Laïc, agnostique ou athée? Rien de ces trois trucs-là n'est le même, et on n'a toujours pas abordé les différences religieuses.
Pour ma part, j'ai abjuré la foi catholique au début de la vingtaine, parce que l'idée d'avoir été coopté avant l'âge de raison m'enrageait, mais surtout parce que je ne croyais plus en Dieu. Or, quand on a mûri depuis le berceau jusqu'à l'adolescence avancée dans une certaine idée du divin, un contexte culturel, familial, personnel, rituel, paramétrés par le concept d'une Création, d'un sens à la vie et d'une suite à la mort, ne plus croire en Dieu est une infiniment pénible perte. Personnelle. Une peine d'amour sèche, sale et sciante. Ce vide, à la rigueur, peut toujours se combler à grands renforts d'intellect: une pelletée de philosophie par-ci, un gros tas de raison pure par-là. Mais la soudaine, insondable solitude, elle, ne se soigne pas. La nature, dont la science a démontré qu'elle a horreur du vide, ne remplit pas celui-là. Dieu n'est probablement pas affaire de nature, mais de culture, alors. Eh bien, justement...
On n'a cessé, ici, de condamner l'alibi des Yankees pour leurs guerres d'agression: instaurer la démocratie, l'économie de marché, l'égalité, la liberté!
Parce que, vrai, c'est un processus. Ça prend du temps.

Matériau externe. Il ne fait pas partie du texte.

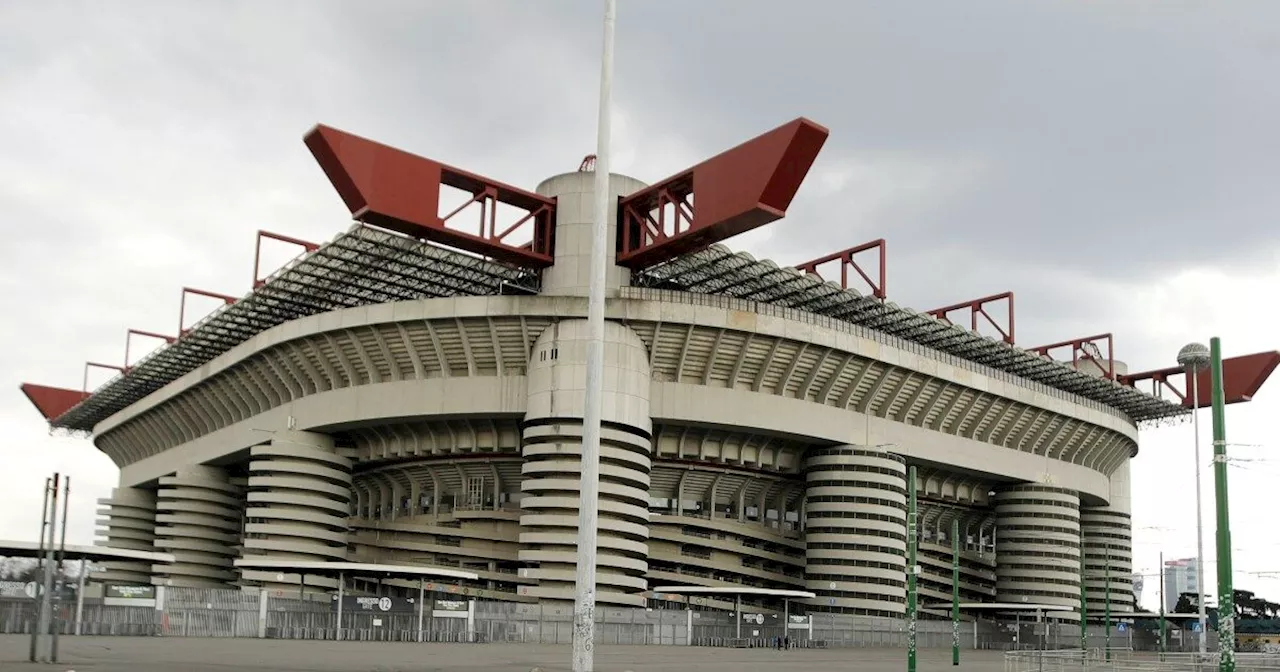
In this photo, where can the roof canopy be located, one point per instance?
(362, 266)
(718, 270)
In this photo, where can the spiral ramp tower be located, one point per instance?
(128, 521)
(552, 452)
(199, 522)
(298, 503)
(1038, 545)
(855, 530)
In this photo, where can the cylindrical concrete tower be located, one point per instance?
(298, 501)
(552, 451)
(199, 521)
(855, 530)
(1038, 545)
(129, 520)
(575, 216)
(1107, 534)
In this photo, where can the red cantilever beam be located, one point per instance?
(96, 365)
(131, 333)
(848, 260)
(978, 309)
(257, 250)
(736, 191)
(1242, 378)
(401, 191)
(182, 305)
(1087, 348)
(51, 402)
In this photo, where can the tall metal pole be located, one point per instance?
(589, 506)
(1107, 617)
(55, 600)
(1194, 357)
(1200, 516)
(910, 570)
(46, 594)
(955, 592)
(40, 567)
(1225, 588)
(1162, 645)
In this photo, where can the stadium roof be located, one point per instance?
(361, 266)
(718, 270)
(366, 266)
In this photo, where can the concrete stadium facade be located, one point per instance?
(743, 444)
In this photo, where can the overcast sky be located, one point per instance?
(1111, 163)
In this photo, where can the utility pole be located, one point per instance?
(48, 593)
(1162, 645)
(1194, 357)
(589, 504)
(910, 568)
(1225, 589)
(40, 567)
(62, 556)
(955, 592)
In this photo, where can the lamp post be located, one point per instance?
(589, 506)
(1194, 357)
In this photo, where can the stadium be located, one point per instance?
(411, 393)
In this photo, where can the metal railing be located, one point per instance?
(1130, 661)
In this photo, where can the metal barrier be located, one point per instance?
(1130, 661)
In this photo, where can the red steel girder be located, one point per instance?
(1242, 378)
(96, 365)
(978, 309)
(182, 305)
(401, 191)
(257, 251)
(128, 338)
(732, 192)
(51, 402)
(848, 260)
(1087, 350)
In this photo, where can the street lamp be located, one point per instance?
(1194, 357)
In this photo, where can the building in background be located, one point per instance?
(411, 393)
(1180, 576)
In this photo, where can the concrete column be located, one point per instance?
(575, 213)
(128, 520)
(855, 530)
(298, 503)
(1038, 545)
(1107, 531)
(197, 520)
(552, 451)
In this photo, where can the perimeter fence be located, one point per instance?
(447, 617)
(1130, 661)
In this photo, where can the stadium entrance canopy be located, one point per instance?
(341, 570)
(737, 592)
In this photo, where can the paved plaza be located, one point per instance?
(177, 654)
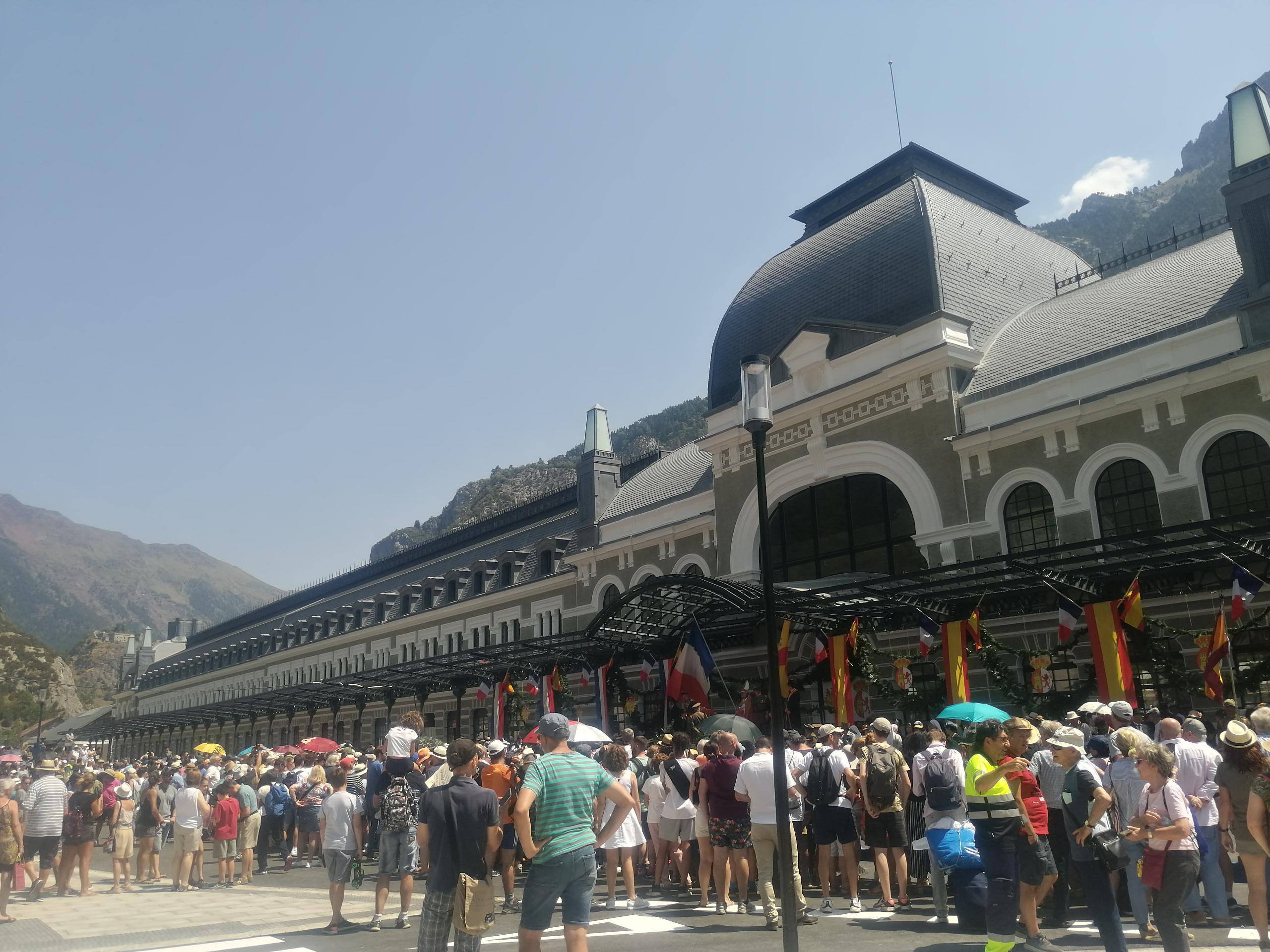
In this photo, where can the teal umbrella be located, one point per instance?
(972, 711)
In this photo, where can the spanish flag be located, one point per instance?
(783, 659)
(840, 677)
(1110, 652)
(1131, 607)
(1218, 648)
(955, 668)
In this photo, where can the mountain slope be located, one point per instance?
(1105, 224)
(59, 581)
(668, 429)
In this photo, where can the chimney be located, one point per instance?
(600, 475)
(1248, 196)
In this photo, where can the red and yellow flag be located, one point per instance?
(840, 676)
(783, 659)
(1218, 648)
(1131, 607)
(955, 668)
(1110, 652)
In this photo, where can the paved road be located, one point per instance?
(285, 913)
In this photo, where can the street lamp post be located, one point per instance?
(756, 395)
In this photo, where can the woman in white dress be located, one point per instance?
(620, 848)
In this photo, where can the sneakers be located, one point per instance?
(1039, 944)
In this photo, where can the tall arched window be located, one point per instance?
(1029, 517)
(1126, 499)
(1237, 475)
(853, 525)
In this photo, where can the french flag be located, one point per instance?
(1244, 588)
(693, 668)
(928, 631)
(1069, 617)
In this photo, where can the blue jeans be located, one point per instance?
(568, 876)
(1137, 892)
(1210, 875)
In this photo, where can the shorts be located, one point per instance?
(1035, 861)
(190, 839)
(887, 831)
(570, 878)
(677, 831)
(250, 832)
(45, 847)
(307, 819)
(124, 842)
(339, 865)
(508, 837)
(833, 824)
(398, 852)
(729, 834)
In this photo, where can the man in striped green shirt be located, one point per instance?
(562, 839)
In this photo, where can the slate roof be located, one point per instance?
(1176, 294)
(685, 473)
(915, 249)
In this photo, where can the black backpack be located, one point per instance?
(821, 787)
(943, 790)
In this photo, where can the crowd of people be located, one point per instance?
(1004, 821)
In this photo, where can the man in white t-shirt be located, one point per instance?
(756, 786)
(832, 819)
(679, 813)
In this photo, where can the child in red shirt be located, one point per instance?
(225, 835)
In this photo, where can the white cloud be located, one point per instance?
(1113, 176)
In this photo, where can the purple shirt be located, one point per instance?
(720, 777)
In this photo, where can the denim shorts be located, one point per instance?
(398, 852)
(568, 876)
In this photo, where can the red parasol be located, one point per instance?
(319, 746)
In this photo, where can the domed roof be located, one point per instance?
(913, 235)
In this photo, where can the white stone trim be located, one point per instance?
(1192, 460)
(845, 460)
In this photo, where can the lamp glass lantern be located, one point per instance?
(756, 391)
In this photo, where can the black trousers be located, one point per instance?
(1062, 851)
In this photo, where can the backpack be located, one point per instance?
(821, 787)
(276, 800)
(398, 817)
(943, 790)
(881, 781)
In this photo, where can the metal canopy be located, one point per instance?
(654, 615)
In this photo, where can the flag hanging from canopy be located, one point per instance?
(1110, 651)
(840, 678)
(956, 670)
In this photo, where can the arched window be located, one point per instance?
(1029, 517)
(1237, 475)
(851, 525)
(1126, 499)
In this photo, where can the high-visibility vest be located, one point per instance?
(997, 804)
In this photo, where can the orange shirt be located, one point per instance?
(498, 778)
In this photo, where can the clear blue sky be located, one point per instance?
(277, 278)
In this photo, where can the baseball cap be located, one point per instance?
(1069, 738)
(1122, 710)
(556, 726)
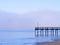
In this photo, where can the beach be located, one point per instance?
(50, 43)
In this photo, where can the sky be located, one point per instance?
(23, 6)
(25, 14)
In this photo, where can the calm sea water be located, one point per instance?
(21, 37)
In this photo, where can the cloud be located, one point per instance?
(29, 20)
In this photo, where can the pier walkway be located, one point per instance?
(46, 31)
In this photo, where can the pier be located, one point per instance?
(47, 31)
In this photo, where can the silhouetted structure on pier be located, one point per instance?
(46, 31)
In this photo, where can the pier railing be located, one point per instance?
(46, 31)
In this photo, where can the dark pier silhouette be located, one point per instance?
(47, 31)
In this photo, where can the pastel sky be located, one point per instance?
(24, 14)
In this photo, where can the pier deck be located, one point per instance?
(46, 31)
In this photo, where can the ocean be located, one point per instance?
(22, 37)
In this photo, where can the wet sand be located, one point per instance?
(49, 43)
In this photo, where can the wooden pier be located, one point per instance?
(47, 31)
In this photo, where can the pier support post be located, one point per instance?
(52, 33)
(46, 33)
(56, 33)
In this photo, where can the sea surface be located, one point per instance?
(22, 37)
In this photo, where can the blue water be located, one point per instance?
(21, 37)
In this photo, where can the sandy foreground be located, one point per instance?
(49, 43)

Or, c'est pareil pour nous. Qu'est-ce qui presse tant? N'avons-nous pas abattu assez de nos symboles historiques dans l'hystérique feu de joie qu'allumèrent les Boomers dans la seconde moitié des sixties, un incendie qui leur a échappé et qu'ils ne se sont jamais souciés d'éteindre ensuite, un brasier criminel, qui a presque tout consumé ce qui les a précédés? De cette terre brûlée, calcinée, le printemps dernier nous a donné l'espoir qu'une nouvelle germination de bleuets pourrait surgir...
Il faut comprendre les Canayens choqués par l'intervention de Djemila Benhabib. J'ai l'impression qu'elle-même les a compris. C'est un processus. Le crucifix, le drapeau, la croix du Mont-Royal, le reliquat de la foi de nos grand-mères, les églises immenses et magnifiques bâties partout sur notre territoire au prix d'efforts et de sacrifices inouïs: la Foi était vraie, authentique, nos parents n'étaient pas des imbéciles ni des victimes du Vatican sous la botte du clergé et de l'Union Nationale.
Jean Tremblay, ce qu'il dit, à mon avis, et qui a résonné sans conteste en un tas de monde comme un battant dans une cloche qui sonne les Vêpres, c'est: «Eh! Chose! La nouvelle! OK, OK, mettons que notre mère était une putain: c'est pas une raison pour que t'en jacasses sur le perron de la Cathédrale pendant qu'on procède aux funérailles en famille...»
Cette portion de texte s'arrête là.